The young French pianist Lise de la Salle (pictured below) initially seemed over-anxious to scintillate, pushing the tempo of the first movement as if the faster she drove it the brighter it would sparkle. Her passage work, though skillful, felt breathless, ungracious, precarious. The arrival of the second subject had none of that heart-easing quality which suggests the arrival of an old friend and lovely though the playing of the LSO was there might have been more sense of togetherness (literally and metaphorically) had she allowed herself more room to savour their union.
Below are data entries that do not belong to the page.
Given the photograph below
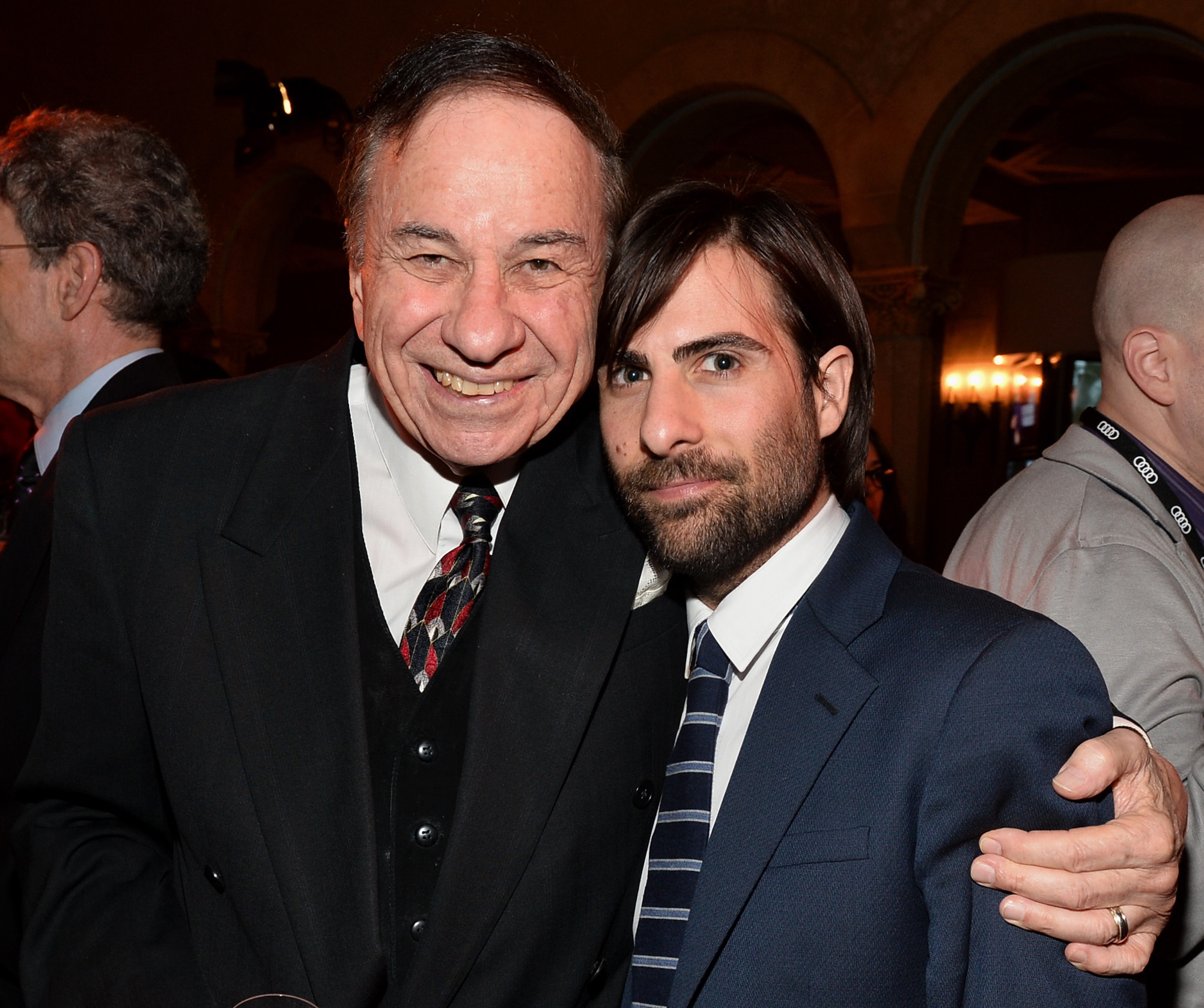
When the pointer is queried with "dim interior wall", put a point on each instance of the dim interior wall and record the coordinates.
(867, 75)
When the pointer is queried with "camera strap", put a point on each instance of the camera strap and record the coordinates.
(1136, 457)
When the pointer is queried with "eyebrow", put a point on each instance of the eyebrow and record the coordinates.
(416, 230)
(718, 341)
(631, 359)
(555, 236)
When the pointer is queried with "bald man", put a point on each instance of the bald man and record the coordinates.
(1103, 533)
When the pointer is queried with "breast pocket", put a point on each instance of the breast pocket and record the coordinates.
(821, 846)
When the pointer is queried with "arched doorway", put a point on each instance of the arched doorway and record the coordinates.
(736, 134)
(1021, 182)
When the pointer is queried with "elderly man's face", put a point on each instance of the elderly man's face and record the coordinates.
(28, 310)
(484, 243)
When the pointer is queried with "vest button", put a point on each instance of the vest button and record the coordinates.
(214, 878)
(596, 973)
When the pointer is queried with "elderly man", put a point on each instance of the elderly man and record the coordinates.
(370, 701)
(1103, 534)
(103, 243)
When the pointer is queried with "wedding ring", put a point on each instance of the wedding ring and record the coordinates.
(1121, 925)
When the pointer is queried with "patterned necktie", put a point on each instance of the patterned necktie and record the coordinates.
(28, 473)
(446, 600)
(683, 828)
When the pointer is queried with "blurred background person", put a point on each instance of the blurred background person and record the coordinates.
(1103, 533)
(103, 244)
(883, 495)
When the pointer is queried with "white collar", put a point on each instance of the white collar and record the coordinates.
(425, 489)
(749, 616)
(50, 434)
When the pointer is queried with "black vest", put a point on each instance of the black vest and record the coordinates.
(416, 754)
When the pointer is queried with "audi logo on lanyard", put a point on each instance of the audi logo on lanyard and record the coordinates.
(1132, 452)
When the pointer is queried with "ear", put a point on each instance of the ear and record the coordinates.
(79, 276)
(833, 378)
(1146, 354)
(356, 279)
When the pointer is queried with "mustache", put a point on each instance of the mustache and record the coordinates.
(700, 464)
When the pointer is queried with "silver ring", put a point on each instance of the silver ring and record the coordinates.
(1121, 923)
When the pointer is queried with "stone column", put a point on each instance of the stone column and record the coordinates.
(904, 305)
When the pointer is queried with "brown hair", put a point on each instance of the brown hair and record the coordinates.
(818, 304)
(85, 177)
(457, 63)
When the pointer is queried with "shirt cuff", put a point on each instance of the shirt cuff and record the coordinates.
(1119, 720)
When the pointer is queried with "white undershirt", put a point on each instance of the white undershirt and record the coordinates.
(748, 624)
(50, 434)
(405, 501)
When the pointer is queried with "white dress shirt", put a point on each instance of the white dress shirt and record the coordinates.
(405, 501)
(748, 624)
(50, 434)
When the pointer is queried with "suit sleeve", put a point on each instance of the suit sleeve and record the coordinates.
(1132, 613)
(104, 924)
(1021, 708)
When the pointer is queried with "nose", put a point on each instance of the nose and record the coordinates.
(482, 328)
(672, 419)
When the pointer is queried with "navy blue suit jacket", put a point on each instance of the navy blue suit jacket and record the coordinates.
(902, 717)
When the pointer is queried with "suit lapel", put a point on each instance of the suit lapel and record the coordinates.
(281, 599)
(560, 589)
(813, 691)
(28, 550)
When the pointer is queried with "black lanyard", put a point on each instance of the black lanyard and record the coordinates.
(1136, 457)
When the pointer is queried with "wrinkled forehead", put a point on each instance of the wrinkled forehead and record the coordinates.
(485, 158)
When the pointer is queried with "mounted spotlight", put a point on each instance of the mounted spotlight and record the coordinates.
(291, 106)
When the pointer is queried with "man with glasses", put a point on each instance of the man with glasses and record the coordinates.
(103, 243)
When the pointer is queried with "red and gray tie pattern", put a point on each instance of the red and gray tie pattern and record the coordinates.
(446, 600)
(683, 828)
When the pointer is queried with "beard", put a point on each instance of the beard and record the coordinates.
(719, 538)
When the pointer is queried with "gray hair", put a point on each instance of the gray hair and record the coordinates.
(85, 177)
(461, 62)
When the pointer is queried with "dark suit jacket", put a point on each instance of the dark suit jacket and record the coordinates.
(204, 714)
(25, 583)
(902, 717)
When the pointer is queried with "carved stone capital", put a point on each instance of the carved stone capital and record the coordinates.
(901, 302)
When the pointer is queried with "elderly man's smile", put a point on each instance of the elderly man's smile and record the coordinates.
(465, 387)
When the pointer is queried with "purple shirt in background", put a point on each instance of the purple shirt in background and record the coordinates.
(1190, 495)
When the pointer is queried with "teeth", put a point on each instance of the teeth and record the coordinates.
(464, 387)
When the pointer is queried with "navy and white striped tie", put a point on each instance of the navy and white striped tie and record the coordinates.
(683, 827)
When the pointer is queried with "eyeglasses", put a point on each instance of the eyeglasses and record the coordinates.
(879, 475)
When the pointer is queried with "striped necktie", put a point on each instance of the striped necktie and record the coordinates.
(449, 593)
(683, 828)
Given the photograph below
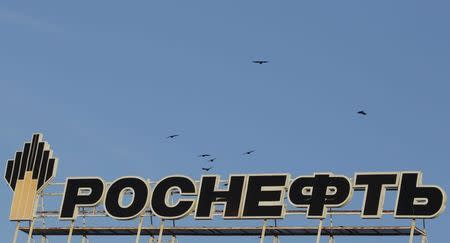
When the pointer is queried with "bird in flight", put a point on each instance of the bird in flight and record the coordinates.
(249, 152)
(260, 61)
(207, 169)
(362, 113)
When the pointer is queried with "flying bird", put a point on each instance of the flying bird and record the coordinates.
(207, 169)
(362, 113)
(249, 152)
(260, 61)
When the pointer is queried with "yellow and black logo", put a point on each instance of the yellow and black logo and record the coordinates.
(28, 174)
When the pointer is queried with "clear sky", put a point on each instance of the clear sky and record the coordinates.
(107, 81)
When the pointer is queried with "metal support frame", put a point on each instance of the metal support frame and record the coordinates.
(263, 231)
(319, 231)
(30, 233)
(69, 237)
(413, 228)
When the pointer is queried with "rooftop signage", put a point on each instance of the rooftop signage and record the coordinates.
(245, 196)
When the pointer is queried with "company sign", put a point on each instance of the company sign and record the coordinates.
(246, 196)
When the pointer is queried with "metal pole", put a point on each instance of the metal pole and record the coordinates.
(263, 232)
(152, 237)
(69, 237)
(16, 232)
(319, 231)
(139, 229)
(30, 231)
(413, 228)
(161, 229)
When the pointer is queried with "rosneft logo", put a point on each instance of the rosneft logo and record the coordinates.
(28, 174)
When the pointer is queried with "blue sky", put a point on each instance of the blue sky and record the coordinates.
(106, 82)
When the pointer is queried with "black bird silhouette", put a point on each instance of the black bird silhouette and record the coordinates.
(260, 61)
(362, 113)
(249, 152)
(207, 169)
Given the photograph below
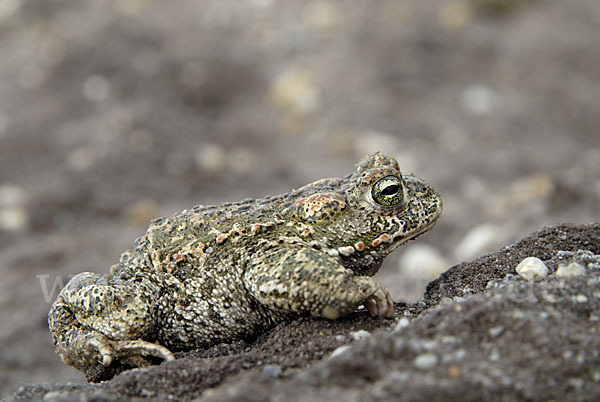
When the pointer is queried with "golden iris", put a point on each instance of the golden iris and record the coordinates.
(388, 191)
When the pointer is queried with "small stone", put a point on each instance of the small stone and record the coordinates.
(478, 240)
(358, 335)
(454, 372)
(426, 361)
(141, 212)
(339, 351)
(295, 89)
(210, 158)
(422, 261)
(479, 99)
(532, 269)
(402, 323)
(272, 370)
(496, 331)
(571, 270)
(14, 219)
(96, 88)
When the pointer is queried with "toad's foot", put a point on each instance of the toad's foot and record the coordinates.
(130, 352)
(380, 304)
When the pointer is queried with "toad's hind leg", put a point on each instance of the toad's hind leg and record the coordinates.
(93, 322)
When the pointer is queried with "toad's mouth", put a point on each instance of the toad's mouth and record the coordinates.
(402, 238)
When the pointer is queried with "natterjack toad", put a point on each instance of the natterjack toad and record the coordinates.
(221, 273)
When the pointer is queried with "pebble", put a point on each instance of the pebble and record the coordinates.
(422, 261)
(95, 88)
(402, 323)
(210, 158)
(358, 335)
(141, 212)
(272, 370)
(496, 331)
(532, 269)
(339, 351)
(478, 240)
(479, 99)
(295, 89)
(426, 361)
(14, 217)
(571, 270)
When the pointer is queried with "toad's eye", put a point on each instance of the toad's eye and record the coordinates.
(388, 191)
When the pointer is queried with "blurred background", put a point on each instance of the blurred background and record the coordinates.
(113, 113)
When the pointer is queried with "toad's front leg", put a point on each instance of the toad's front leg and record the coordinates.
(300, 279)
(93, 322)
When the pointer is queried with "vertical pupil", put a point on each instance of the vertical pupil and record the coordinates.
(390, 190)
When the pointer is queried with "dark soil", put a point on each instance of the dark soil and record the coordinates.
(112, 115)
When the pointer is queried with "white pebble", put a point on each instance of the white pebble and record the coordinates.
(362, 334)
(402, 323)
(422, 261)
(480, 239)
(339, 351)
(95, 88)
(426, 361)
(14, 219)
(571, 270)
(532, 269)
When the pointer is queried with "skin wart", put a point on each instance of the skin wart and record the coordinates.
(227, 272)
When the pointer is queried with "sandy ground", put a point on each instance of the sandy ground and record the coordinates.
(111, 115)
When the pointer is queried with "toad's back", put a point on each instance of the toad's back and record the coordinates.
(221, 273)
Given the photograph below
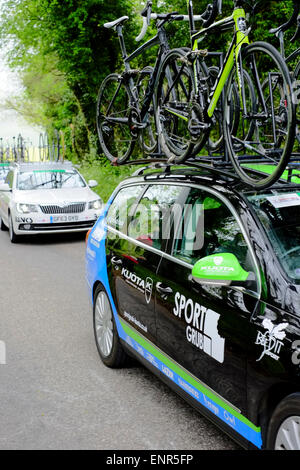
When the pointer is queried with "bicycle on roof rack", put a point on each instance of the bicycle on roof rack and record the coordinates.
(259, 128)
(294, 56)
(125, 108)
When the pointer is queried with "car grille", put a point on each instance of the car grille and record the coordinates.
(74, 208)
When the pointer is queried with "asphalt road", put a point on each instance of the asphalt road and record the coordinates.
(54, 391)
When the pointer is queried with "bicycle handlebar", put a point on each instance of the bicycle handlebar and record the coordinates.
(284, 27)
(148, 16)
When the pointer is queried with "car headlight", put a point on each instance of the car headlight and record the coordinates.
(26, 208)
(97, 204)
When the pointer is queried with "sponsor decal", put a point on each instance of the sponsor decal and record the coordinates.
(148, 289)
(271, 339)
(296, 353)
(24, 220)
(143, 285)
(202, 326)
(63, 218)
(2, 353)
(190, 385)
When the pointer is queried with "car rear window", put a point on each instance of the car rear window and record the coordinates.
(279, 213)
(49, 179)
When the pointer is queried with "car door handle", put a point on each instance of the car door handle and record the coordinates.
(163, 290)
(116, 261)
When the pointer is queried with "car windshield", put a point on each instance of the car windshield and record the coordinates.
(279, 213)
(49, 179)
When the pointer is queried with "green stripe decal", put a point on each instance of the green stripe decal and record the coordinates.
(253, 434)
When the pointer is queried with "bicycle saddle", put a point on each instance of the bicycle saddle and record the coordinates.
(120, 21)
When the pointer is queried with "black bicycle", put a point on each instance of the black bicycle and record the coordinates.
(258, 114)
(292, 58)
(125, 104)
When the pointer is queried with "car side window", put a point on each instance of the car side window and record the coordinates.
(122, 205)
(9, 179)
(208, 227)
(150, 221)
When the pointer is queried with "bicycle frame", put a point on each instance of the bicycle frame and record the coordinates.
(159, 39)
(238, 21)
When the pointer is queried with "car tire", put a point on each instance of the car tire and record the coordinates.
(13, 237)
(3, 227)
(105, 330)
(284, 426)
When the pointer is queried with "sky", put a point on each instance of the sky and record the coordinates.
(12, 124)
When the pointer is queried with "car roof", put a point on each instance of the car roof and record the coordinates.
(36, 166)
(204, 174)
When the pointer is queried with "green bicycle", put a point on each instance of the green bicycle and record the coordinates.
(258, 121)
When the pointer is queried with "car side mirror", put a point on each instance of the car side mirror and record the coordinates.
(5, 187)
(221, 269)
(92, 183)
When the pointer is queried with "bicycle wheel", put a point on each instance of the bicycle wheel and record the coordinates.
(113, 110)
(173, 99)
(260, 147)
(148, 136)
(296, 94)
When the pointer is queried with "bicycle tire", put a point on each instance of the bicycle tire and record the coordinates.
(173, 133)
(116, 140)
(148, 136)
(273, 154)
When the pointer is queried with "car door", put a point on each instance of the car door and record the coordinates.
(135, 250)
(204, 328)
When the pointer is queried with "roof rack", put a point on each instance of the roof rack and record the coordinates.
(217, 166)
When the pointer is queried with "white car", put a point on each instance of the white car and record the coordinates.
(45, 198)
(4, 169)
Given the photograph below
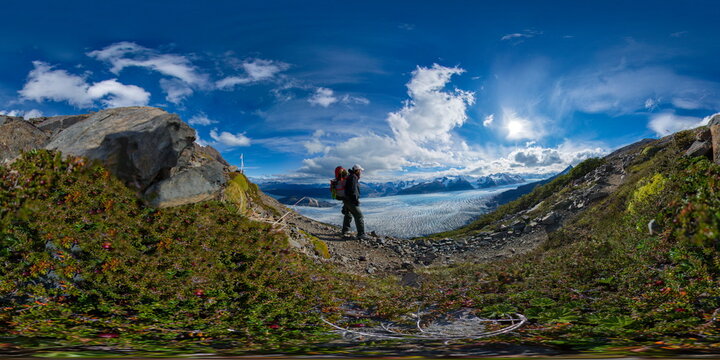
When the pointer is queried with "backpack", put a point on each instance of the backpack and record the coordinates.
(337, 185)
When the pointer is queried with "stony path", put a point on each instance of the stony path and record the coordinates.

The slow movement was too knowingly weighted - real simplicity still eludes her - though here at least there was the breathing space to arrive in perfect accord with her colleagues on at least one consonant chord. Everybody enjoyed the finale, including me.
Bruckner’s reputation for going nowhere at great length has some foundation here
Bruckner’s Eighth in its original version is a very different - and I mean very different - symphony from that of its 1890 revision, the version we normally hear. The challenges of pulling it off are immense. This is one of those fascinating instances of an infinitely intriguing but deeply flawed piece made whole and great and profoundly satisfying by way of good old-fashioned soul-searching and self-criticism. I don’t think there is anything in the original version that is not improved upon (as in better honed and more logically evolved) in the revision and yet the daring and visionary audacity of Bruckner’s first thoughts are endlessly fascinating. I wonder if Luisi always performs the piece in this version and if so, why?
Because this was a most impressively wrought account where even the succession of wrong turns and non sequiturs were made to sound rational by their very conviction. Even so, one’s sense of exploration was always tempered by the irritation of having lost one’s way and such high points as the great “Annunciation of Death” climax (as Bruckner dubbed it) seemed fudged compared to the uncompromisingly clear-sighted revision. How much more effective, too, the quiet ending of this first movement as opposed to yet another brassy apotheosis.
Luisi and the orchestra turned the scherzo into a zesty Rhine journey at the gallop with terrific uplift from the strings. The trio - unrecognisable from what it would become - eased us into an unscheduled reverie where the sense of having strayed from the path had me wondering if we would ever find our way back again.
And while the deep burnished sound of the LSO in the Adagio was enormously satisfying (not least the underpinning string basses and sombre oration of four Wagner tubas) there was a very real sense of uncharted exploration, of travel without destination. So Bruckner’s reputation for going nowhere at great length has some foundation here but not in the revision where the summit is arrived at without the need for multiple cymbal crashes to tell us so.
Luisi - Principal Conductor of the Metropolitan Opera in New York - has a wonderful ear for the voicing of long phrases and can make a drama out of a crisis with the best of them - but I should now like to hear him in the revision of the Eighth Symphony and much more Bruckner besides.